Mitigate multi-state tax liabilities Featured

6:03am EDT September 22, 2006
Profit and growth are top-of-mind most days for business owners. Tax time — that’s a burden most of us choose to bury under daily paperwork, operations or matters that help us earn, not spend, money.

“State taxes and the resulting liabilities tend to be found at the bottom of the priority list until the state comes knocking,” says Tim Dudek, director of the Tax Strategies Group for Kreischer Miller.

Perhaps you fully understand your financial responsibility to pay taxes in the state where your headquarters are based — the state where you live, work and employ most of your staff.

But what about other states where you do business? If you sell, manufacture or distribute products and services in other states, you are liable to pay their taxes.

You can reduce costs and avoid paying exorbitant fees by planning around high-tax rate states, using voluntary disclosure programs and consulting with a state tax expert who can steer you toward viable solutions.

Smart Business spoke to Dudek on what it means to “do business” in a state, and how you can protect your bottom line from a costly, unexpected collection notice.

How complex are multi-state taxes, and what is most important for business owners to understand about their liabilities?
Some states have up to 20 different types of taxes they impose on businesses, vendors and/or consumers. Add to this the additional taxes imposed by counties, cities and transit districts within each state, and you have a very large tax compliance process and resulting tax liability. The complexity of these taxes is overwhelming and they revolve around the concept of ‘doing business.’

What does ‘doing business’ constitute?
It is precisely that: the amount of activity or business your company conducts in a given state. Federal guidelines measure how much activity is enough to be taxed. This is why bringing in a state tax consultant can relieve headaches.

Keep in mind, sales tax is among the various taxes that states impose. So whether your salespersons are employees or independent representatives, they may contribute to the company’s sales tax liability. What’s more, if the salesperson is doing more than soliciting sales — such as checking orders, approving credit or taking back bad product — the company may be subject to a corporate net income tax and franchise tax in states where the sales person operates.

How can business owners plan smart with multi-state taxes?
Understanding which states are more forgiving can help you make smart decisions about where you grow your business. Knowing that one state imposes an 8 percent income tax and another imposes 3.5 percent or none at all, where would you build a warehouse? Another example: One state may impose an annual property tax on the value of your inventory while a bordering state may not.

What can business owners do if they realize they have not paid various state taxes for past years?
Most states provide a voluntary disclosure program. Say a business owner discovers through his state tax consultant that he owes 20 years of back pay in state taxes. Because he realized it before the state, he has the ability to enter into an agreement with a state to go back only three years (on average) and pay back taxes. This program usually involves a full abatement of all penalties and maybe partial abatement of interest.
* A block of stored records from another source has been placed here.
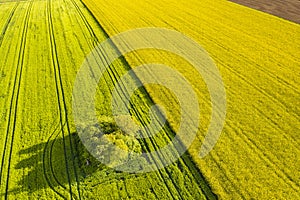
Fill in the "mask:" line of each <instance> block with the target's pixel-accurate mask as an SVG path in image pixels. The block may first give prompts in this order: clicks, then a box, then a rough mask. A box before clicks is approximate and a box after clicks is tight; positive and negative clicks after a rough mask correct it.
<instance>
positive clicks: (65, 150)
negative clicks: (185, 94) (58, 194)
mask: <svg viewBox="0 0 300 200" xmlns="http://www.w3.org/2000/svg"><path fill="white" fill-rule="evenodd" d="M51 3H52V1H51V0H49V1H48V4H47V13H48V21H47V22H48V27H49V39H50V46H51V55H52V65H53V69H54V78H55V86H56V94H57V103H58V108H59V118H60V124H61V127H63V124H64V120H65V123H67V120H68V119H67V118H65V119H64V116H65V115H66V114H63V112H66V110H64V107H63V106H64V105H65V103H62V101H64V96H63V90H62V82H61V75H60V70H59V67H60V65H59V61H58V54H57V47H56V41H55V36H54V25H53V18H52V11H51V9H52V6H51ZM61 133H62V139H63V148H64V158H65V164H66V173H67V179H68V184H69V193H70V199H73V192H72V185H71V178H70V172H69V163H68V159H67V149H66V141H65V130H64V129H63V128H62V131H61Z"/></svg>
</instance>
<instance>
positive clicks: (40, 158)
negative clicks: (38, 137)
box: [1, 125, 128, 199]
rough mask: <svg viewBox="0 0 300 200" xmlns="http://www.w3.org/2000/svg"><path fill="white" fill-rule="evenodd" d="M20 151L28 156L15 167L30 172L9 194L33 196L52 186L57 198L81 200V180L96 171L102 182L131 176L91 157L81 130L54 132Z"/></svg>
mask: <svg viewBox="0 0 300 200" xmlns="http://www.w3.org/2000/svg"><path fill="white" fill-rule="evenodd" d="M110 126H111V127H114V126H113V125H110ZM18 154H19V156H20V157H26V158H25V159H23V160H21V161H20V162H18V163H17V164H16V165H15V169H17V170H20V171H23V173H24V171H26V172H27V173H26V172H25V173H24V174H25V175H23V176H22V178H21V180H20V181H18V182H17V185H18V186H17V187H15V188H12V189H10V190H9V191H8V193H9V195H17V194H21V193H22V195H26V196H27V197H30V196H31V195H32V194H33V193H35V192H36V191H40V190H44V189H49V188H50V189H52V190H53V191H54V192H55V193H56V195H55V196H56V197H58V196H60V197H62V198H65V199H70V198H71V199H79V197H80V196H81V195H82V194H81V193H82V191H83V188H80V187H81V186H80V182H83V180H84V179H86V178H88V177H91V178H92V177H93V174H94V173H95V172H97V176H99V174H100V175H102V176H100V177H98V179H99V180H98V182H97V183H98V184H101V183H103V182H105V181H107V182H109V181H111V180H112V179H116V178H120V179H122V177H125V176H128V173H123V172H117V171H115V170H113V169H111V168H108V167H106V166H105V165H103V164H101V163H100V162H99V161H98V160H96V159H95V158H94V157H93V156H91V155H90V153H89V152H88V151H87V150H86V148H85V146H84V145H83V144H82V141H81V139H80V138H79V136H78V134H77V133H71V134H68V135H63V132H62V130H60V129H59V130H56V131H54V132H53V133H52V134H51V136H50V138H49V139H48V141H47V142H42V143H39V144H36V145H33V146H31V147H29V148H27V149H23V150H20V151H19V152H18ZM116 174H119V175H118V176H116ZM47 193H48V192H47ZM36 194H37V193H36ZM3 195H4V194H2V195H1V196H3ZM55 196H53V198H56V197H55ZM50 198H51V197H50Z"/></svg>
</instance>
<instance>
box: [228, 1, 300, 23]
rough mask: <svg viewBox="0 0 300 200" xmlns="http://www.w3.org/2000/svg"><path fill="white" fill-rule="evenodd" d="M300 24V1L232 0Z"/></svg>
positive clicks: (235, 1)
mask: <svg viewBox="0 0 300 200" xmlns="http://www.w3.org/2000/svg"><path fill="white" fill-rule="evenodd" d="M230 1H232V2H235V3H238V4H241V5H244V6H248V7H250V8H254V9H256V10H260V11H263V12H266V13H269V14H272V15H275V16H278V17H281V18H283V19H287V20H290V21H292V22H296V23H298V24H300V0H230Z"/></svg>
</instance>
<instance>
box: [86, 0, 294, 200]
mask: <svg viewBox="0 0 300 200" xmlns="http://www.w3.org/2000/svg"><path fill="white" fill-rule="evenodd" d="M84 2H85V4H86V5H87V7H88V8H89V9H90V10H91V11H92V13H94V15H95V16H96V18H97V19H98V21H99V22H100V23H101V24H102V26H103V27H104V29H105V30H107V32H108V34H109V35H115V34H117V33H120V32H123V31H126V30H131V29H135V28H142V27H149V26H150V27H165V28H170V29H175V30H177V31H180V32H182V33H184V34H186V35H188V36H190V37H192V38H193V39H195V40H196V41H197V42H199V44H201V45H203V46H204V48H205V49H206V50H207V51H208V52H209V53H210V55H211V56H212V58H213V59H214V60H215V62H216V64H217V66H218V67H219V69H220V71H221V74H222V76H223V79H224V82H225V86H226V91H227V104H228V107H227V120H226V125H225V128H224V130H223V133H222V135H221V138H220V140H219V141H218V143H217V145H216V147H215V148H214V150H213V151H212V152H211V153H210V155H209V156H207V157H205V158H204V159H199V155H198V153H199V150H200V146H201V142H199V141H203V137H204V135H203V134H204V133H205V130H206V129H207V126H208V123H209V113H210V109H211V108H210V104H209V95H208V93H207V91H206V89H205V88H206V87H205V84H204V83H203V81H202V80H201V77H200V76H197V73H196V72H195V71H194V70H193V68H192V67H191V66H189V64H188V63H186V61H184V60H183V59H182V58H179V57H178V56H176V55H174V54H172V53H169V52H162V51H156V50H153V49H152V50H139V51H136V52H132V53H129V54H127V55H126V56H125V58H126V59H127V60H128V62H129V64H130V66H132V67H134V66H139V65H141V64H145V63H163V64H166V65H168V66H172V67H173V68H175V69H176V70H178V71H179V72H180V73H182V74H184V75H185V77H187V79H188V80H189V81H190V82H191V84H192V85H193V86H194V88H195V90H197V93H198V95H199V99H201V100H202V101H200V107H201V109H202V110H201V111H202V113H203V114H202V120H201V124H202V126H201V128H200V130H199V133H198V136H199V140H197V141H195V143H194V145H193V146H192V147H191V148H190V149H189V152H190V153H191V155H192V156H193V158H194V159H195V161H196V163H197V164H198V166H199V168H200V169H201V171H202V172H203V174H204V175H205V177H206V178H207V180H208V181H209V183H210V185H211V186H212V189H213V192H214V193H216V194H217V195H218V196H219V197H221V198H224V199H232V198H233V199H240V198H247V199H248V198H250V197H253V198H254V199H260V198H263V199H265V198H271V197H273V198H282V199H286V198H289V199H296V198H297V196H298V195H299V189H300V188H299V176H300V174H299V153H300V152H299V66H300V60H299V56H298V55H299V53H300V43H299V39H300V34H299V32H300V26H299V25H298V24H294V23H290V22H288V21H285V20H281V19H279V18H276V17H274V16H271V15H267V14H264V13H261V12H258V11H254V10H252V9H249V8H246V7H242V6H239V5H236V4H233V3H230V2H226V1H213V2H211V1H189V3H188V4H187V3H186V2H178V1H154V2H153V1H129V0H128V1H122V4H119V3H116V2H114V1H106V2H104V1H100V0H84ZM162 37H163V38H164V36H163V35H162ZM164 40H168V38H164ZM176 42H180V41H176ZM117 46H118V44H117ZM118 47H119V48H122V44H119V46H118ZM153 73H155V72H151V71H150V72H149V74H153ZM195 74H196V75H195ZM201 88H202V89H201ZM146 89H147V91H148V92H149V94H150V96H151V97H152V98H153V99H154V101H155V102H159V103H160V104H162V105H165V107H166V109H168V108H169V110H168V111H167V112H168V113H169V114H170V113H171V114H170V118H171V119H170V122H171V125H172V126H173V127H176V125H177V122H178V121H176V120H177V119H178V116H179V114H180V113H179V108H178V107H177V109H174V105H176V99H174V97H172V94H171V93H170V92H168V91H167V90H166V89H164V88H159V87H157V86H148V87H146ZM170 105H173V106H170ZM175 107H176V106H175Z"/></svg>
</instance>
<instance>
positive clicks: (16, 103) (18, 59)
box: [0, 1, 33, 199]
mask: <svg viewBox="0 0 300 200" xmlns="http://www.w3.org/2000/svg"><path fill="white" fill-rule="evenodd" d="M32 5H33V1H30V3H29V6H28V9H27V12H26V16H25V20H24V25H23V27H24V28H23V31H22V39H21V44H20V48H19V49H20V51H19V55H18V63H17V67H16V76H15V80H14V86H13V94H12V98H11V104H10V112H9V117H8V124H7V131H6V138H5V144H4V151H3V155H2V163H1V169H0V185H1V182H2V174H3V167H4V160H5V155H6V146H7V143H8V138H9V135H11V136H10V137H11V141H10V149H9V154H8V166H7V177H6V183H5V184H6V186H5V199H7V198H8V188H9V184H8V183H9V178H10V168H11V157H12V151H13V144H14V136H15V128H16V124H17V111H18V99H19V94H20V87H21V79H22V72H23V67H24V57H25V46H26V36H27V30H28V24H29V17H30V12H31V9H32Z"/></svg>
The ability to avoid five, 10 or 15 years of back taxes is a gift states offer business owners. It lifts a tremendous burden. Meanwhile, states are happy to offer such a break, because then they can enroll another business on their tax roll for future collection purposes.

However, if the state finds out first, the 20-year-old bill will be due in full. If you suspect you owe multi-state taxes, get to the bottom of it before a collections bill wipes out your bottom line.

What about opportunities to recoup money if business owners have overpaid sales taxes in a given state?
Companies may inadvertently overpay state taxes, so there could be money left on the table. This is why business owners should take a pro-active approach to examining what they paid in the past to see whether they should seek cash refunds. This is called a reverse-sales-tax audit. It’s better to do this as soon as possible, because once statutes expire, so does the ability to secure a refund.

When businesses take steps to turn multi-state taxes into opportunities to grow smart, they can end up adding to their bottom line rather than watching it drop.